If you’re purchasing your parents home, make sure you consider federal income tax issues and how to payoff your parents mortgage loan.
Q: I am thinking of purchasing my parents home. I am one of three daughters who will inherit our home when they pass away. My parents have a mortgage on the home and some credit card debt.
Would it be wise for us to purchase my parents home before their death so that their mortgage debt is paid off? I recently sold my home and have money from that sale. Well, I don’t want my parents to die with all of this mortgage debt on their shoulders and I’m not sure how we would be taxed on it once the probate process happens.
I was thinking since my older sister wants to potentially keep the home it might be better for us to get everything done now and to pay off the mortgage. We don’t want to be forced to sell by the lender when they die and their estate is probated. Is there any advice you can give us as I consider purchasing my parents home?
Mortgage and credit card debt and parents’ finances
A: Plenty of older Americans have mortgage and credit card debt, and like you, their relatives worry about what will happen after they die. And, we frequently get questions about how to handle that debt, especially if there aren’t a lot of other assets.
Let’s start by saying that lenders generally won’t demand the repayment of a residential mortgage loan when the owner dies. Lenders will call the loan when the borrower or the borrower’s heirs fail to make the mortgage payments. If you keep making the payments, then the loan will stay in good standing. So if you and your sisters have enough resources, this shouldn’t be an issue.
Unless your parents die together, when the first of your parents die, the surviving parent should become the sole owner of the home if your parents hold title as joint tenants with rights of survivorship. The surviving parent does not need to worry about the lender as long as he or she continues to make all the mortgage payments on time. When your other parent dies, the three of you would inherit the home.
Garn-St. Germain Act and property title transfers
Many years ago, the federal government passed the Garn-St. Germain Act. This act protects spouses and children when the owner of a home adds spouses or children to the property’s title. In other situations, the act prevents a lender from calling the loan when the owner puts the title into a living trust.
Since you can continue to pay the mortgage, there’s no reason to pay off the mortgage loan now or to buy the home from your parents so that they are debt free. When they die, if you want to pay off the remaining loan, you can.
Of course, your parents have credit card debt as well. If they die with credit card debt and do not have enough assets to pay off the debt, the debt will die with them. But if they own a house at the time of death and there is equity in the property, the creditor will expect the estate to liquidate the assets and pay off the debt. If your sister wants to stay in the property, at that point in time, she could take over the property, make the monthly mortgage payments and find a way to pay off the credit card debt separately. Or, if you have cash and your sisters do not, you could pay off your parents’ credit cards.
Federal income tax considerations-tax basis
From a tax perspective, buying the property to free them from their debt doesn’t make sense either. If you want to use the extra cash you have to pay off the loan and credit card debt, you could but we don’t recommend it.

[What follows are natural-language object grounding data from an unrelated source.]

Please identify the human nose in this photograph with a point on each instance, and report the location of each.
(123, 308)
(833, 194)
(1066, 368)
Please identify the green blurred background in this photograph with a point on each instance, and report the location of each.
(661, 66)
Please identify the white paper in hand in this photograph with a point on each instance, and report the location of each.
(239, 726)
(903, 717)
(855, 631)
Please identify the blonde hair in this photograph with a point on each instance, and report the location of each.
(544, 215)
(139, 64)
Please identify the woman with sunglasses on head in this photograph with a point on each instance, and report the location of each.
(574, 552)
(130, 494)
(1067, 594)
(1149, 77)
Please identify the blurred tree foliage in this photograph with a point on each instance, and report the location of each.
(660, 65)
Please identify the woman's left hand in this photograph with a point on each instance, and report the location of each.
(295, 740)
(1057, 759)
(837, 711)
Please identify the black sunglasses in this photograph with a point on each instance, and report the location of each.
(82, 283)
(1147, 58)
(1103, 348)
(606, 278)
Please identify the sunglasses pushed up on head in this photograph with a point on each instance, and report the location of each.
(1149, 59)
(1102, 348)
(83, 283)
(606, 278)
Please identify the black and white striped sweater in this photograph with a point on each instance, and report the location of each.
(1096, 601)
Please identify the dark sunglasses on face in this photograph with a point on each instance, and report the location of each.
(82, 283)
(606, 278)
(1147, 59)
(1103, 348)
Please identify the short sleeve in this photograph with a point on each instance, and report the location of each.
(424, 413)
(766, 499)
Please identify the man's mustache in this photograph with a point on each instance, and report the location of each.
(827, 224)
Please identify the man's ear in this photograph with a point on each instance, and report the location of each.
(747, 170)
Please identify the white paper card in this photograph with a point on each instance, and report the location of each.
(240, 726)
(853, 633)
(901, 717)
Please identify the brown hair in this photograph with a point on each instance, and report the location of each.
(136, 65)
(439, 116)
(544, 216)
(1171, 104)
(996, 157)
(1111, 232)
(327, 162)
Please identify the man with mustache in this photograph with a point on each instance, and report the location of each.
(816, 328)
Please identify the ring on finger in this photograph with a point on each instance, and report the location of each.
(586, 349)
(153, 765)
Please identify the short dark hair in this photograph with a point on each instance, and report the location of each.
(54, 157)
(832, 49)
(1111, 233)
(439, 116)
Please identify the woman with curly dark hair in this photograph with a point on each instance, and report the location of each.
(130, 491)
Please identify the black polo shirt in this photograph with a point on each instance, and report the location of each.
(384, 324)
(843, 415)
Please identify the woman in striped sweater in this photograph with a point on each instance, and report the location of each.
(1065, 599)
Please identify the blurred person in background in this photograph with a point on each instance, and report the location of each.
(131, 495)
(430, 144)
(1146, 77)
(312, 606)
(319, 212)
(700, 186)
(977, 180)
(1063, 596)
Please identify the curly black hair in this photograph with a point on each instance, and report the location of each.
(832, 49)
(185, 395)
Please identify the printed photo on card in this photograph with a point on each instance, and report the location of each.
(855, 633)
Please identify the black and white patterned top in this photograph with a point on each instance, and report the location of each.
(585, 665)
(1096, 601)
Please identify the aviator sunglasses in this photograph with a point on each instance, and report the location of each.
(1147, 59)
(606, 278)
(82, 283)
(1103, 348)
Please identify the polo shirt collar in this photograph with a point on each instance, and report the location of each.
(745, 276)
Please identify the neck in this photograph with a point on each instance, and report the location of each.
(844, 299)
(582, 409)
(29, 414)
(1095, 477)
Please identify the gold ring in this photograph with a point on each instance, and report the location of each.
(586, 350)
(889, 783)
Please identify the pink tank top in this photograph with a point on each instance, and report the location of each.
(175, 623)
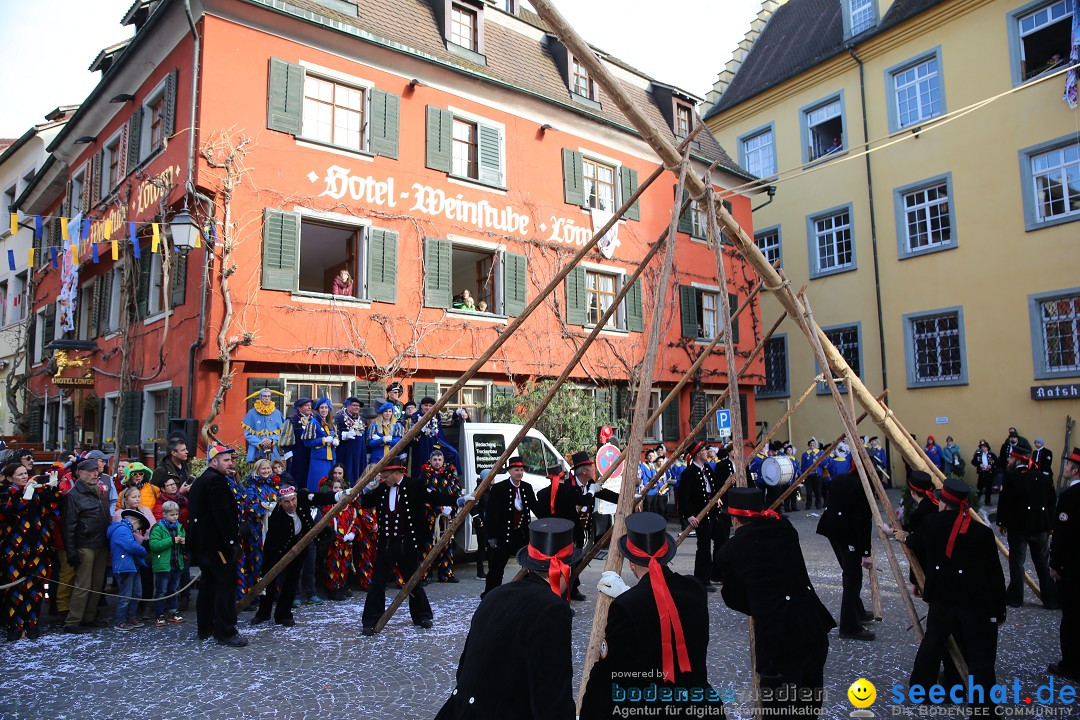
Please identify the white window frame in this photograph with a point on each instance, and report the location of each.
(926, 112)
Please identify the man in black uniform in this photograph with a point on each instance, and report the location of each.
(964, 591)
(847, 522)
(517, 660)
(1025, 513)
(509, 504)
(289, 520)
(1065, 568)
(401, 504)
(765, 576)
(696, 488)
(657, 634)
(214, 539)
(563, 499)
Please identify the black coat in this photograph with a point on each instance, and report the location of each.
(214, 521)
(414, 498)
(972, 579)
(517, 662)
(568, 499)
(500, 507)
(1065, 544)
(1027, 502)
(847, 518)
(632, 639)
(691, 492)
(765, 576)
(280, 528)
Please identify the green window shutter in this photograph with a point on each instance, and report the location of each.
(629, 179)
(285, 97)
(421, 390)
(281, 240)
(671, 429)
(688, 307)
(143, 297)
(134, 138)
(437, 273)
(169, 116)
(105, 303)
(131, 419)
(635, 309)
(386, 117)
(255, 384)
(92, 318)
(514, 283)
(175, 409)
(382, 266)
(574, 181)
(368, 393)
(576, 303)
(440, 128)
(489, 154)
(179, 279)
(686, 219)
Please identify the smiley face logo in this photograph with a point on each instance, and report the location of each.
(862, 693)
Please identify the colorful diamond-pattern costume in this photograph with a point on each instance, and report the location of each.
(24, 553)
(443, 480)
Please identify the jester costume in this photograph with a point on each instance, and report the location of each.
(445, 480)
(24, 553)
(264, 421)
(319, 438)
(259, 499)
(244, 547)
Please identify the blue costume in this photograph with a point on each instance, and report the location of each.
(319, 437)
(261, 422)
(350, 431)
(380, 436)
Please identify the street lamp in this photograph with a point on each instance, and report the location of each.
(185, 232)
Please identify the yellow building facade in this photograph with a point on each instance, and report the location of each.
(946, 261)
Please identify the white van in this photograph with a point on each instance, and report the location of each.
(481, 444)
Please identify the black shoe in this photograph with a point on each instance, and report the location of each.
(233, 641)
(861, 635)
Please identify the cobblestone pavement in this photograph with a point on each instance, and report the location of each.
(324, 668)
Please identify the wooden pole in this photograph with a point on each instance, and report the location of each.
(410, 434)
(625, 504)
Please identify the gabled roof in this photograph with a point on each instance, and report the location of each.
(514, 59)
(800, 35)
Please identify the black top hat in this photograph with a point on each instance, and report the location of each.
(135, 516)
(648, 531)
(549, 535)
(579, 459)
(955, 490)
(920, 481)
(744, 502)
(1023, 448)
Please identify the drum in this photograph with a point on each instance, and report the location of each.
(778, 471)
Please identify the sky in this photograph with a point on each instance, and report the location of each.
(56, 40)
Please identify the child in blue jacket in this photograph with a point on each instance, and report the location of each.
(125, 543)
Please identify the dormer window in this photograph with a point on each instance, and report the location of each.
(463, 27)
(580, 82)
(684, 121)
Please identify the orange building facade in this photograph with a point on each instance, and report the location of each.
(429, 149)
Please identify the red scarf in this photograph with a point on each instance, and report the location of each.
(669, 614)
(556, 568)
(961, 524)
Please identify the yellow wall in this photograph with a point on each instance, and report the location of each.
(991, 271)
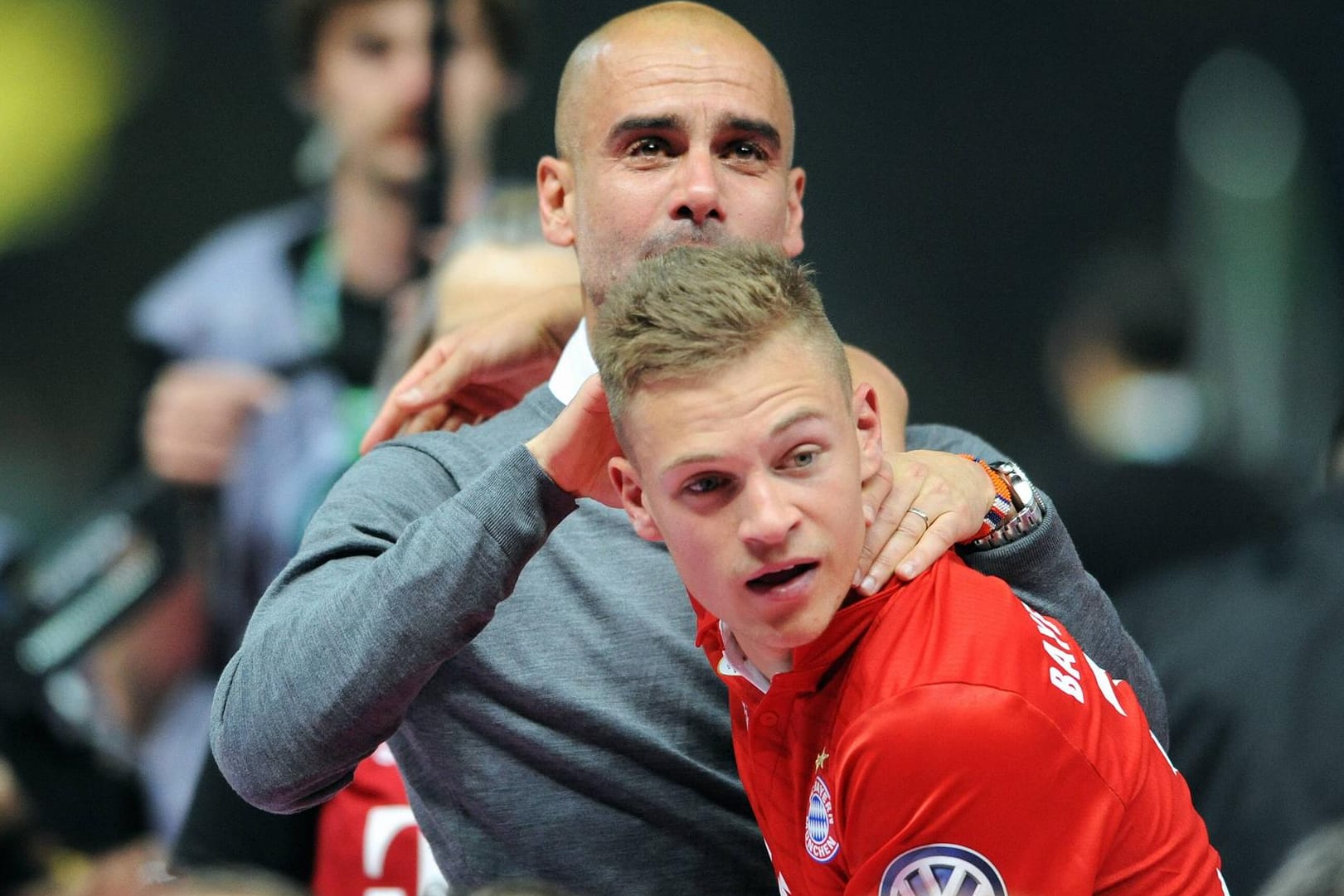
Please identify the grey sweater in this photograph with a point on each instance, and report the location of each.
(571, 731)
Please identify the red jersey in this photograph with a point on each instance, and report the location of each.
(941, 738)
(368, 841)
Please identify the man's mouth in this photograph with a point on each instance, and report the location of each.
(774, 579)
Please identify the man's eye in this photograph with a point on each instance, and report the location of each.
(649, 147)
(372, 46)
(746, 151)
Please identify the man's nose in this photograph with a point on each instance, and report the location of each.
(698, 192)
(415, 78)
(768, 516)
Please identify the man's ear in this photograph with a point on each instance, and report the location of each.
(556, 199)
(627, 482)
(793, 233)
(868, 424)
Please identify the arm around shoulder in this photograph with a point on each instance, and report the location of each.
(397, 573)
(1045, 569)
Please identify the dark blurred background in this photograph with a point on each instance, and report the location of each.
(973, 170)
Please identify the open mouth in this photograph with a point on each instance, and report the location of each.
(779, 577)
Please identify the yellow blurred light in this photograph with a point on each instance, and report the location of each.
(65, 82)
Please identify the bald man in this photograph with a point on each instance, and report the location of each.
(528, 658)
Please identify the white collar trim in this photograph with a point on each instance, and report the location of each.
(574, 367)
(737, 660)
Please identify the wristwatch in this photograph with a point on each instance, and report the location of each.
(1026, 504)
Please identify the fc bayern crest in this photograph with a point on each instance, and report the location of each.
(820, 841)
(941, 869)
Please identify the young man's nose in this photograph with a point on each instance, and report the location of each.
(768, 516)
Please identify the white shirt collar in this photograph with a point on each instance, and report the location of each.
(574, 367)
(738, 661)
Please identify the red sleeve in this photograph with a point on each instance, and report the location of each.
(968, 779)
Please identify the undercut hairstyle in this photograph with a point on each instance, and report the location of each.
(692, 311)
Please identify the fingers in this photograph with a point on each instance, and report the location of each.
(936, 501)
(890, 535)
(405, 400)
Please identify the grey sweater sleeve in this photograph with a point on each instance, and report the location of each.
(1043, 569)
(397, 573)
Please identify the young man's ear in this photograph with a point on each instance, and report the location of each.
(556, 198)
(868, 426)
(627, 482)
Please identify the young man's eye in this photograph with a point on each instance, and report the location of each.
(805, 457)
(705, 484)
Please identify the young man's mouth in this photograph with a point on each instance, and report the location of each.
(770, 580)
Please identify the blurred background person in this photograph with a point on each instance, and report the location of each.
(1313, 868)
(285, 311)
(1014, 143)
(1144, 477)
(1246, 640)
(366, 835)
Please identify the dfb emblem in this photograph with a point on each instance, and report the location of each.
(941, 869)
(820, 841)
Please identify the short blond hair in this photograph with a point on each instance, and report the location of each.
(692, 311)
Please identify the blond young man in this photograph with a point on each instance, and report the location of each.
(939, 736)
(523, 651)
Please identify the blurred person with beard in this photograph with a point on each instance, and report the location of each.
(523, 653)
(287, 312)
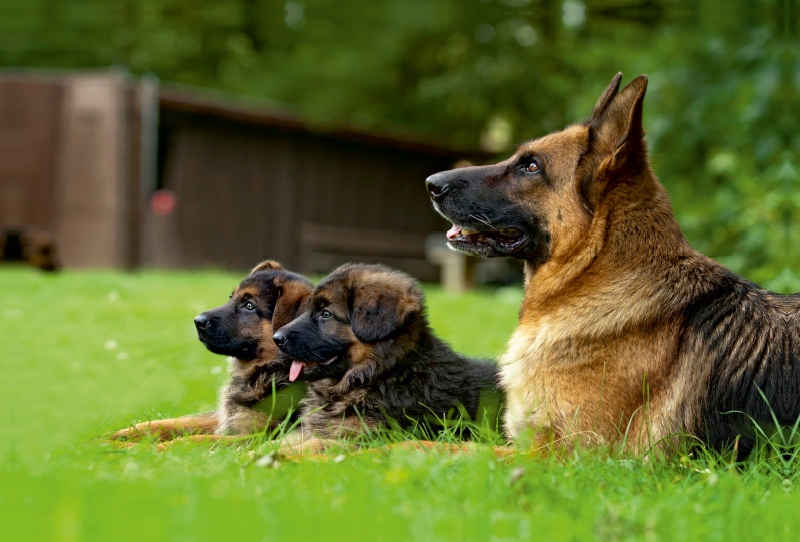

We prefer that you inherit the home. When your parents die, tax law allows them to pass down quite a bit of wealth (currently the amount is $11,700,000 for an individual and $23,400,000 for a married couple, although this could change under the current administration). That’s a huge chunk of change to pass down. Even if their estate isn’t even close to that, when they die, the home would get a stepped-up basis. This means that you and your sisters would inherit the home at its value at the time once both of your parents are gone.
If your parents bought their home for $25,000 many years ago and at the time of their death it’s worth $250,000, you and your sisters would inherit the home at the increased value. Your parents estate would pay no tax on the home and you and your sisters would pay no tax on the sale of the home if you were to sell it for $250,000 around the time of their death.
Tax benefit with step up basis on death of property owner
With where the law is today, it’s basically a win-win situation for you and your sisters. When your parents die, you and your siblings can decide how to divide your parents’ estate if you weren’t left with clear instructions. You can use any extra cash your parents have to pay off the mortgage and credit card debt, then split up whatever is left. If one sibling wants the house, the other two could end up with cash instead of the home.
The sister that keeps the home should refinance the loan on the home and use those proceeds to buy out the other two sisters. You and your sisters can sit down with your parents and figure out what their intent is regarding the property and then you and your siblings should discuss who wants what and what would need to happen to make that work.
When it comes to death and taxes, planning is essential. Good luck.